Kinetics of iron import into developing mouse organs determined by a pup-swapping method

Abstract

The kinetics of dietary iron import into various organs of mice were evaluated using a novel pup-swapping approach. Newborn pups whose bodies primarily contained (56)Fe or (57)Fe were swapped at birth such that each nursed on milk containing the opposite isotope. A pup from each litter was euthanized weekly over a 7-week period. Blood plasma was obtained, and organs were isolated typically after flushing with Ringer's buffer. (56)Fe and (57)Fe concentrations were determined for organs and plasma; organ volumes were also determined. Mössbauer spectra of equivalent (57)Fe-enriched samples were used to quantify residual blood in organs; this fraction was excluded from later analysis. Rates of import into brain, spleen, heart, and kidneys were highest during the first 2 weeks of life. In contrast, half of iron in the newborn liver exited during that time, and influx peaked later. Two mathematical models were developed to analyze the import kinetics. The only model that simulated the data adequately assumed that an iron-containing species enters the plasma and converts into a second species and that both are independently imported into organs. Consistent with this, liquid chromatography with an on-line ICP-MS detector revealed numerous iron species in plasma besides transferrin. Model fitting required that the first species, assigned to non-transferrin-bound iron, imports faster into organs than the second, assigned to transferrin-bound-iron. Non-transferrin-bound iron rather than transferrin-bound-iron appears to play the dominant role in importing iron into organs during early development of healthy mice.

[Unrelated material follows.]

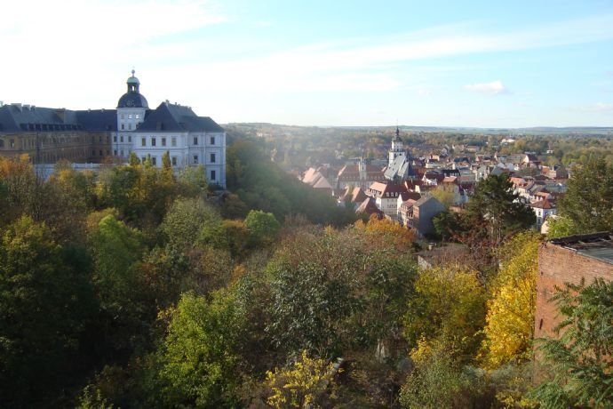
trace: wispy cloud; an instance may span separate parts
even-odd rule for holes
[[[610,112],[613,111],[613,104],[609,104],[608,102],[596,102],[592,107],[592,109],[600,112]]]
[[[469,84],[464,85],[464,89],[471,92],[483,93],[486,95],[500,95],[509,93],[508,88],[502,84],[502,81],[492,81],[491,83]]]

Keywords: Iron Metabolism; Mathematical Modeling; Mossbauer Spectroscopy; Plasma; Transferrin.

FIGURE 1.

Organ volumes (top) and growth rates (bottom) during development. Black, brain; red, liver; blue, heart; cyan, kidneys; green, spleen; and pink, plasma. Plots of α functions were offset by 0.10 day⁻¹ for display.

FIGURE 2.

Mössbauer spectra of organs before and after perfusion. A, flushed brain; B, blood; C, same as A but after subtracting blood contribution (15% spectral intensity); D, flushed liver. Spectra were obtained at 5 K and 0.05 Tesla applied parallel to the gamma radiation. The dashed line shows the high-energy line of the heme doublet. In spectrum B, the heme doublet fit to δ = 0.94 mm/s and ΔE_Q = 2.35 mm/s. The heme doublet in spleen required δ = 0.94 mm/s and ΔE_Q ≈ 2.32 mm/s (not shown).

FIGURE 3.

Iron-detected liquid chromatograms of mouse blood plasma (A), transferrin (B), ferritin (C), and hemopexin (D). Black lines are data, and red lines are simulations. The blue line is a composite simulation, including, from left to right, ferritin (6% of the iron), transferrin (17%), unidentified protein 1 (UP1, 6%), hemopexin (69%), and unidentified proteins UP2 and UP3 (1% each). UP1 has a molecular mass of 60–80 kDa, whereas UP2 and UP3 have masses < 7 kDa. Trace E is from the same injection of plasma as in A, but detected for copper rather than iron. The only species observed migrated with a mass of 150 kDa; it was assigned to ceruloplasmin.

FIGURE 4.

Concentrations of starting and enriching isotopes of iron in the brain (A and B), liver (C), and plasma (D). Red, blue, and black circles are total, enriching, and starting isotope concentrations, respectively. Solid lines are simulations. A, brain, OCM simulations; B, brain, TCM simulations; C, liver, TCM simulations; D, plasma, TCM simulations.

FIGURE 5.

Enrichment percentages into organs and plasma. Black, brain; red, liver; blue, heart; cyan, kidneys; green, spleen; pink, plasma.

FIGURE 6.

Plots of endogenous iron concentrations and simulations for spleen (A), heart (B), and kidneys (C). For each organ, red, blue, and black circles are total, enriching, and starting isotope concentrations ([^tFe_O], [^eFe_O], and [^sFe_O]), respectively. Solid lines are simulations. The top panel shows simulations assuming the OCM, whereas the bottom panel simulations assume the TCM. Data in both top and bottom panels are the same.

FIGURE 7.

OCM (top) and TCM (bottom) describing iron import into mouse organs. For the OCM, enriching and starting isotopes are imported from the gut to the plasma to form species Fe_T, which is imported into organs through a receptor. The resulting species Fe_O can be exported. The TCM is similar except that the enriching isotope enters the plasma as a second species Fe_NT which converts to Fe_T. Both Fe_NT and Fe_T can be imported into organs at independent rates.

FIGURE 8.

k_NTO and k_TO functions associated with the TCM. The ODE system was piecewise solved using different optimized k_NTO and k_TO values for each period (supplemental Table S8). These values were fitted with smoothing functions (MATLAB, cftool), yielding the plots shown. The artifactually large value of k_TL at 35 days was not included in smoothing.